Por quase uma semana, o dr. Hachiya segue sem ter ideia do que se passou. Nem ele e nem ninguém em Hiroshima. Não há como recorrer aos livros, à memória dos velhos. O conhecimento histórico é inútil sem um espaço prévio de experiências. Logo os efeitos da radiação se fazem sentir, mas todos imaginam que se trata de uma nova bactéria, ou de gás venenoso. Falta até mesmo uma palavra adequada para se referir ao ocorrido. Quem estava perto do epicentro fala de um brilho acentuado, pika, explosão silenciosa de luz. Quem estava longe menciona o estrondo, don, que se segue ao clarão. Em poucos dias nasce uma palavra, pikadon, explosão feita de som e luz.


O DIÁRIO COMO AUTOPRESERVAÇÃO

É preciso sangue frio para escrever na contramão da História. Em 1936, o alemão Friedrich Reck (1884-1945) decide iniciar um diário, que tem o cuidado de enterrar depois de fazer suas anotações. Age assim até ser preso pela Gestapo, em 1944, e enviado ao campo de Dachau, onde morre de tifo. Crítico de primeira hora do regime de Hitler, Reck diz que o diário pretende ser uma “contribuição para a história cultural do período nazista”. Não alimenta ilusões de que será lido em seu país.

Reck não escreve para o agora, mas para a posteridade. Nas entradas do Diário de um desesperado praticamente não fala de si. Seu interesse está em retratar uma febre coletiva, o “irromper do abcesso de uma nação” – que ganha corpo na figura do “homem de massas”. “Por sua mente e suas necessidades físicas”, ele anota em 9 de setembro de 1937, o homem de massas “só pode existir no seu autocriado ventre de corrupção e trogloditismo.
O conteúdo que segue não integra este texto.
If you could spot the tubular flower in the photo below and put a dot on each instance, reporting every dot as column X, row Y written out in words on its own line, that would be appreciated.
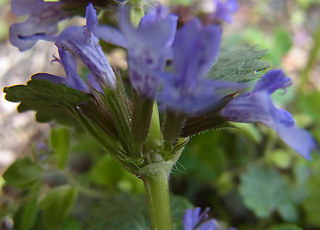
column 72, row 79
column 257, row 106
column 43, row 19
column 78, row 41
column 195, row 50
column 148, row 46
column 193, row 218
Isso é tão necessário para ele quanto a lama para o porco”.

Em situações com as de Hélène Berr, do dr. Hachiya e de Friedrich Reck, em que a realidade se mostra desfigurada, irreconhecível, a própria noção de vida interior se encontra sob a ameaça de aniquilamento. Nessas ocasiões, quando a História arma suas emboscadas e o diarista se vê acuado, nas cordas – seja por alheamento, ingenuidade, ou pelo costume de ter os olhos sempre voltados para dentro de si –, a escrita íntima se transforma em instrumento de autopreservação. Não tanto do indivíduo em carne e osso, mas do seu modo de existir, cultivado ao longo de uma vida – uma imagem do eu e do mundo, do eu no mundo, que procura se fixar antes de desaparecer por completo.

 

DIÁRIOS CITADOS
Ernst Jünger. Diario de guerra (1914-1918). Trad. Helmuth Hiesel. Tusquets, 2013.
Friedrich Reck-Malleczewen. Diário de um desesperado. Trad. André Caramuru Aubert. Sesi-SP, 2017.
Hélène Berr. Diario. Trad. Jaime Zulaika. Anagrama, 2009.
Michihiko Hachiya. Hiroshima Diary. Trad. Walter Wells. The University of Carolina Press, 1995.